Information geometry and entanglement under phase-space deformation through nonsymplectic congruence transformation (2505.02269v1)

Abstract: The Fisher-Rao (FR) information matrix is a central object in multiparameter quantum estimation theory. The geometry of a quantum state can be envisaged through the Riemannian manifold generated by the FR-metric corresponding to the quantum state. Interestingly, any congruence transformation $GL(2n,\mathbb{R})$ in phase-space leaves the FR-distance for Gaussian states invariant. In the present paper, we investigate whether this isometry affects the entanglement in the bipartite system. It turns out that, even a simple choice of a congruence transformation, induces the entanglement in a bipartite Gaussian system. To make our study relevant to physical systems, we choose Bopp's shift in phase-space as an example of $GL(2n,\mathbb{R})$, so that the results can be interpreted in terms of noncommutative (NC) phase-space deformation. We explicitly provide a quantitative measure of the dependence of separability on NC parameters. General expressions for the metric structure are also provided. The crucial point in the present piece of study is the identification of the connection of phase-space deformation-induced entanglement through a general class of congruence transformation and the identification of a trade-off relationship between the initial correlations and deformation parameters.

An Examination of Information Geometry and Entanglement in Phase-Space Deformation

The paper "Information Geometry and Entanglement under Phase-Space Deformation through Nonsymplectic Congruence Transformation" explores the subtleties of quantum information geometry and the impact of phase-space deformation on Gaussian entanglement. The authors utilize Gaussian states due to their prevalence in continuous variable quantum systems and their well-defined behavior in phase-space representation.

Summary of Contributions

1. Fisher-Rao Information Matrix: The Fisher-Rao (FR) information matrix forms the backbone of the paper, offering a metric to analyze quantum state geometries. In this context, Gaussian states play a critical role due to their intrinsic simplicity, characterized by a Gaussian-type function in phase-space and covariance, effectively described through linear symplectic transformations.
2. Congruence Transformations in Phase-Space: The authors explore phase-space transformations through generalized congruence operations in the group $GL(2n,\mathbb{R})$. Such transformations maintain the FR-distance invariant for Gaussian states, presenting interesting implications for quantum entanglement.
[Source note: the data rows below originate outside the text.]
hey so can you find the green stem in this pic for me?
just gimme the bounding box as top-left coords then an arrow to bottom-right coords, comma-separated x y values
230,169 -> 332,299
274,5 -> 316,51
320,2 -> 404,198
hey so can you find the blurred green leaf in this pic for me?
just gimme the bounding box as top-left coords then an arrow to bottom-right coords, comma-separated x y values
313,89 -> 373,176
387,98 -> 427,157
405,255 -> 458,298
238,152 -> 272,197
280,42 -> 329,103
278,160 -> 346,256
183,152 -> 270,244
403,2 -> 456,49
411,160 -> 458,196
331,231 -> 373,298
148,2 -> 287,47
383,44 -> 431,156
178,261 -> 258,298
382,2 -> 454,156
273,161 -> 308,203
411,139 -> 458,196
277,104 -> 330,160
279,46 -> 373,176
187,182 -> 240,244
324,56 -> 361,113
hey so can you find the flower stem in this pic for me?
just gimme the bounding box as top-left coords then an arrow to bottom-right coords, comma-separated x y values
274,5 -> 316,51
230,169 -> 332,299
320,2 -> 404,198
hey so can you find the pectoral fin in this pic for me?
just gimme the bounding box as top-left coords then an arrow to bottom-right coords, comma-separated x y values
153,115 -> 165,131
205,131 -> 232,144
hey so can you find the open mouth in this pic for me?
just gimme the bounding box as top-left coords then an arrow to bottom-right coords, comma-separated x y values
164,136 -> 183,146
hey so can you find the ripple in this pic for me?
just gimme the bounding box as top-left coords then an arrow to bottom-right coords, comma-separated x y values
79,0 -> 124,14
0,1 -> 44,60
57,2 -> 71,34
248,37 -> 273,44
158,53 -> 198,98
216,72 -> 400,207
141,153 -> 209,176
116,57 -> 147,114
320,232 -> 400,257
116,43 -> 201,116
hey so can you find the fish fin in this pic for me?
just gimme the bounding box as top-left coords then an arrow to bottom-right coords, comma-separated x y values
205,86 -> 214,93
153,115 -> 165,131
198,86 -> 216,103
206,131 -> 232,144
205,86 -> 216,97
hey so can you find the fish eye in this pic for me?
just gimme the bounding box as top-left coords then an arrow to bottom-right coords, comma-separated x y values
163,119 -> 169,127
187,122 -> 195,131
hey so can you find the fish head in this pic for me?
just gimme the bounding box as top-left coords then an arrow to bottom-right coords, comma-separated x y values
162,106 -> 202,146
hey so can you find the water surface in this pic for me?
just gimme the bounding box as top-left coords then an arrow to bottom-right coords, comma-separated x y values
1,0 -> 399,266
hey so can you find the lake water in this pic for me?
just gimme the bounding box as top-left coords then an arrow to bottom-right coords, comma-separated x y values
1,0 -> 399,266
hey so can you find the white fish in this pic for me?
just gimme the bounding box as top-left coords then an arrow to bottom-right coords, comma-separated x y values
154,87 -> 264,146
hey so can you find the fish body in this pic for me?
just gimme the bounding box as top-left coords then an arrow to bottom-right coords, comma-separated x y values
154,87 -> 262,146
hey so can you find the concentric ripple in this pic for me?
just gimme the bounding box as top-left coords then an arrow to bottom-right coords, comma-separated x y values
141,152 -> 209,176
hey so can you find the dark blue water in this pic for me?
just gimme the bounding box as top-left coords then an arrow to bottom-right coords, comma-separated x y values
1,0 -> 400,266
Specifically, even simple congruence transformations can induce entanglement in originally separable bipartite Gaussian systems.
3. Noncommutative Space: Utilizing Bopp’s shift as a vehicle for noncommutative (NC) phase-space deformation, the authors highlight the physical interpretation of such transformations, connecting them to phenomena observable in quantum mechanics at small scales. The paper suggests that NC parameters significantly contribute to separability changes, impacting the Gaussian state's entanglement properties.
4. Measurement and Analysis: Quantitative measures are provided to assess these changes, leveraging symmetric pure Gaussian states and employing positive partial transpose (PPT) separability criteria. The authors systematically detail the notion of curvature in state manifolds and contrast separable state measures against entangled counterparts by observing variations in symplectic eigenvalues.

Implications and Future Directions

The work addresses the theoretical and practical implications of phase-space deformations. In scenarios where quantum gravity is relevant, Gaussian states modified by NC parameters could provide insight into the dynamics at high-energy scales. Furthermore, the paper's results can inform experimental setups, especially in contexts like the quantum Hall effect, where noncommutative properties of electron guiding centers mimic the studied deformations.

Future research could expand on the implications of different congruence transformations, exploring broader classes of quantum states beyond bipartite Gaussian arrangements. By doing so, the foundations laid in this paper can leverage algorithms in quantum information processing to implement such transformations practically, and perhaps, extend applicability across various dimensions of quantum physics and computational models.

In conclusion, the intricate relationship between phase-space geometry and quantum entanglement that this paper highlights promisingly points to new avenues in understanding quantum state behavior under deformation and transformation.